O Nível Inicial: Abstendo-se de Comportamentos Negativos
Vimos que carma e disciplina estão envolvidos em cada um dos três níveis gradativos de motivação e objetivo, conforme apresentado nos estágios graduais do lam-rim. Também vimos como o carma funciona e como ele perpetua vários sofrimentos.
- Comportamentos destrutivos geram a experiência de infelicidade. Vivenciamos coisas ruins acontecendo conosco, que são similares ao que fizemos com os outros, e temos a experiência de nos sentir repetindo nosso comportamento destrutivo.
- Comportamentos construtivos geram a experiência de felicidade comum, aquela que não dura e nunca satisfaz, e vivenciamos coisas boas acontecendo conosco, que são similares às coisas boas que fizemos aos outros mas, novamente, não duram. Sentimo-nos repetindo nosso comportamento construtivo.

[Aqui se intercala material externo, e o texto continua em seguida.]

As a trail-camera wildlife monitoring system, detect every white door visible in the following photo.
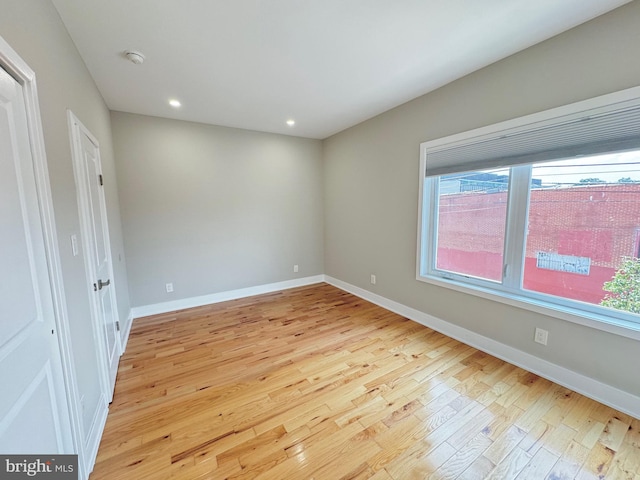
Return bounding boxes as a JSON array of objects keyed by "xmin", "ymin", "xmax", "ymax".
[
  {"xmin": 0, "ymin": 68, "xmax": 73, "ymax": 454},
  {"xmin": 69, "ymin": 112, "xmax": 120, "ymax": 400}
]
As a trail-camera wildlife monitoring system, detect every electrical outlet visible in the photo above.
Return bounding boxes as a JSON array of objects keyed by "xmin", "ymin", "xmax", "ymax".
[{"xmin": 533, "ymin": 328, "xmax": 549, "ymax": 345}]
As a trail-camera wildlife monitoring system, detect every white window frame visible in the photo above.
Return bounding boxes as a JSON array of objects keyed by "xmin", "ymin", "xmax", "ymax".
[{"xmin": 416, "ymin": 87, "xmax": 640, "ymax": 340}]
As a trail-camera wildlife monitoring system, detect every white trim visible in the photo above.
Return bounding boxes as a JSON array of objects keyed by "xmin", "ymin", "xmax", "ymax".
[
  {"xmin": 85, "ymin": 395, "xmax": 109, "ymax": 473},
  {"xmin": 416, "ymin": 86, "xmax": 640, "ymax": 340},
  {"xmin": 420, "ymin": 86, "xmax": 640, "ymax": 154},
  {"xmin": 0, "ymin": 36, "xmax": 88, "ymax": 478},
  {"xmin": 131, "ymin": 275, "xmax": 324, "ymax": 319},
  {"xmin": 120, "ymin": 309, "xmax": 133, "ymax": 355},
  {"xmin": 325, "ymin": 275, "xmax": 640, "ymax": 418},
  {"xmin": 67, "ymin": 110, "xmax": 112, "ymax": 399}
]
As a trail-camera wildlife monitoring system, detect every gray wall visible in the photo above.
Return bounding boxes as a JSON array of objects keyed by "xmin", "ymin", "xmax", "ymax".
[
  {"xmin": 111, "ymin": 112, "xmax": 323, "ymax": 306},
  {"xmin": 0, "ymin": 0, "xmax": 130, "ymax": 440},
  {"xmin": 324, "ymin": 2, "xmax": 640, "ymax": 395}
]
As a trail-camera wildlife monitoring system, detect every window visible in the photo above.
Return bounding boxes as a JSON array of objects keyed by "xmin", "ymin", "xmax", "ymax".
[{"xmin": 418, "ymin": 88, "xmax": 640, "ymax": 331}]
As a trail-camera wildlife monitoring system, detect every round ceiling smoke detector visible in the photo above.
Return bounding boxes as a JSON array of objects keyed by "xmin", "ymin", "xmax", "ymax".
[{"xmin": 124, "ymin": 50, "xmax": 144, "ymax": 65}]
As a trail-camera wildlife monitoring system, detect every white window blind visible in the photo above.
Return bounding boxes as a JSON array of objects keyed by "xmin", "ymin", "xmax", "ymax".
[{"xmin": 425, "ymin": 99, "xmax": 640, "ymax": 176}]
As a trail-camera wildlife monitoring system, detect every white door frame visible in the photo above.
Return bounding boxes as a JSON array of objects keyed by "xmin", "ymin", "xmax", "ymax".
[
  {"xmin": 0, "ymin": 37, "xmax": 88, "ymax": 478},
  {"xmin": 67, "ymin": 110, "xmax": 122, "ymax": 402}
]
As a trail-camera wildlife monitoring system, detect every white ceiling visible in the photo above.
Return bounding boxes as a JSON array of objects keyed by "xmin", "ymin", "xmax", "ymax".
[{"xmin": 53, "ymin": 0, "xmax": 629, "ymax": 138}]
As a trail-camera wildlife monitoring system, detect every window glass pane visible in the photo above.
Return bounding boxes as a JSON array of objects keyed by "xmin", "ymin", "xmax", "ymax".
[
  {"xmin": 523, "ymin": 152, "xmax": 640, "ymax": 313},
  {"xmin": 435, "ymin": 169, "xmax": 509, "ymax": 282}
]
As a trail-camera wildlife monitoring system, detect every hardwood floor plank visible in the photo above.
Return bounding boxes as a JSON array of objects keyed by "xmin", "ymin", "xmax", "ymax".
[{"xmin": 90, "ymin": 284, "xmax": 640, "ymax": 480}]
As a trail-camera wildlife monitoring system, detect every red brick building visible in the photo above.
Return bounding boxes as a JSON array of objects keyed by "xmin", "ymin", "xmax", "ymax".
[{"xmin": 437, "ymin": 183, "xmax": 640, "ymax": 303}]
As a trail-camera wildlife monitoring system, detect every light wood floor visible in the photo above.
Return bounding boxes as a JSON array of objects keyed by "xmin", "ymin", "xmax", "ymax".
[{"xmin": 91, "ymin": 284, "xmax": 640, "ymax": 480}]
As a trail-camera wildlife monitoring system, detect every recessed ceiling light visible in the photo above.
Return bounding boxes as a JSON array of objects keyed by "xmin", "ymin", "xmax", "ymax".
[{"xmin": 124, "ymin": 50, "xmax": 144, "ymax": 65}]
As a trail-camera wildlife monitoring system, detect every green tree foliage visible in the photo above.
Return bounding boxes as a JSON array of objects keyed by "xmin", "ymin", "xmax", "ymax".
[{"xmin": 600, "ymin": 257, "xmax": 640, "ymax": 313}]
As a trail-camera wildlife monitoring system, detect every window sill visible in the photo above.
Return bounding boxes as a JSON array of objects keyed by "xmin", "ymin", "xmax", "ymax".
[{"xmin": 416, "ymin": 274, "xmax": 640, "ymax": 340}]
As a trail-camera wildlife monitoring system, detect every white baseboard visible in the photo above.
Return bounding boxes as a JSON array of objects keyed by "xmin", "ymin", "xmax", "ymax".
[
  {"xmin": 324, "ymin": 275, "xmax": 640, "ymax": 418},
  {"xmin": 131, "ymin": 275, "xmax": 324, "ymax": 319},
  {"xmin": 85, "ymin": 396, "xmax": 109, "ymax": 475}
]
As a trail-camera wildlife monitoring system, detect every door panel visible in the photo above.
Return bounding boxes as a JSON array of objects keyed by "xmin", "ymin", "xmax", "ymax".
[
  {"xmin": 70, "ymin": 114, "xmax": 120, "ymax": 399},
  {"xmin": 0, "ymin": 68, "xmax": 70, "ymax": 454}
]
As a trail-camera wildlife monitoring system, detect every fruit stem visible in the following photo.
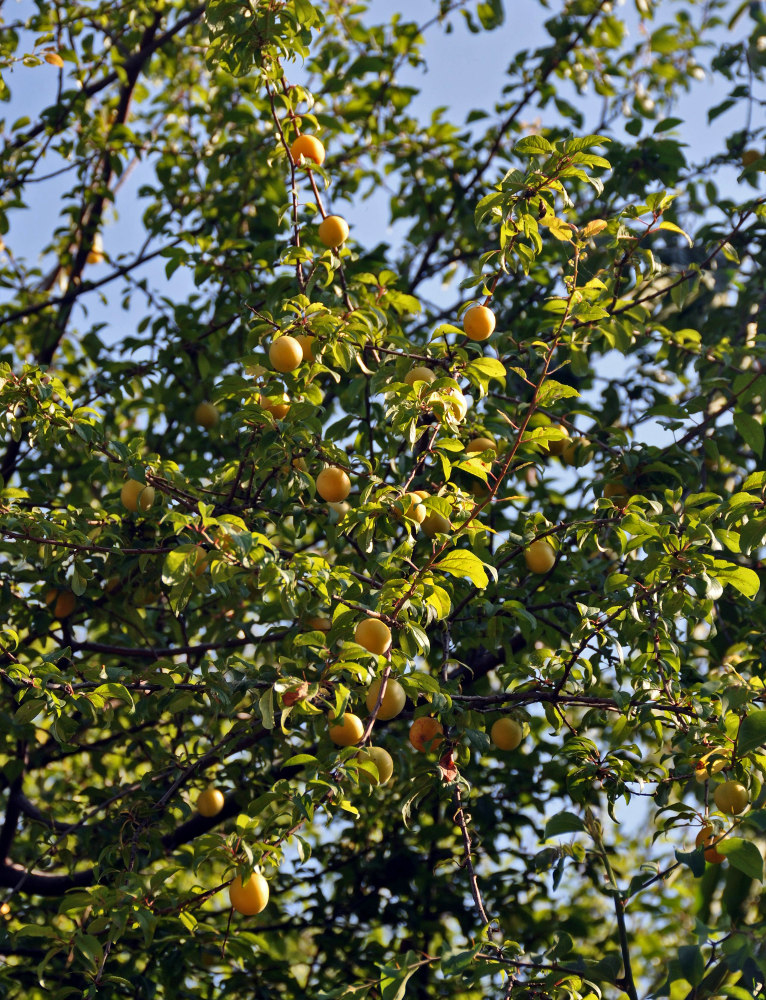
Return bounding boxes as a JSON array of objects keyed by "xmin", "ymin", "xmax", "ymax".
[
  {"xmin": 585, "ymin": 815, "xmax": 638, "ymax": 1000},
  {"xmin": 455, "ymin": 785, "xmax": 496, "ymax": 928}
]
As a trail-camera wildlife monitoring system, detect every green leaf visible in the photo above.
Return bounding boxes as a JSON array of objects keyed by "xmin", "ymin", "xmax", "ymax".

- Os dois tipos de comportamento, construtivo e destrutivo, geram a experiência do ciclo de renascimentos incontroláveis. Renascemos de novo e de novo, porque quando morremos ansiamos compulsivamente por outro corpo. Queremos um “eu” sólido para continuarmos existindo.
Para alcançarmos o objetivo inicial conforme os estágios do lam-rim, ou seja, para não sofrermos mais com infelicidade, praticamos a autodisciplina ética de nos abster de comportamentos destrutivos. Quando sentimos vontade de agir de forma destrutiva, lembramo-nos de todo o sofrimento que isso nos trará, e simplesmente não agimos de acordo com o que estamos sentindo. Isso exige muita disciplina, baseada na consciência discriminativa correta do que é danoso e do que é benéfico, especialmente do que é danoso e benéfico a nós mesmos. Para conseguirmos ter autodisciplina ética, precisamos sempre nos lembrar da infelicidade e do sofrimento que criaremos ao agir com base em nossos sentimentos destrutivos e fazer o que sentimos vontade de fazer.
A atenção plenaé a cola mental que não nos deixa esquecer que a ação baseada em sentimentos negativos traz uma quantidade enorme de infelicidade e sofrimento. Para conseguirmos manter a atenção plena, precisamos de concentração, para de que a atenção permaneça nessa compreensão. Para tal, precisamos de uma atitude cuidadora. Por nos importarmos com o efeito de nosso comportamento, em nós mesmos e nos outros, levamos a vida a sério. Importamo-nos com a forma como agimos e, por isso, tomamos cuidado.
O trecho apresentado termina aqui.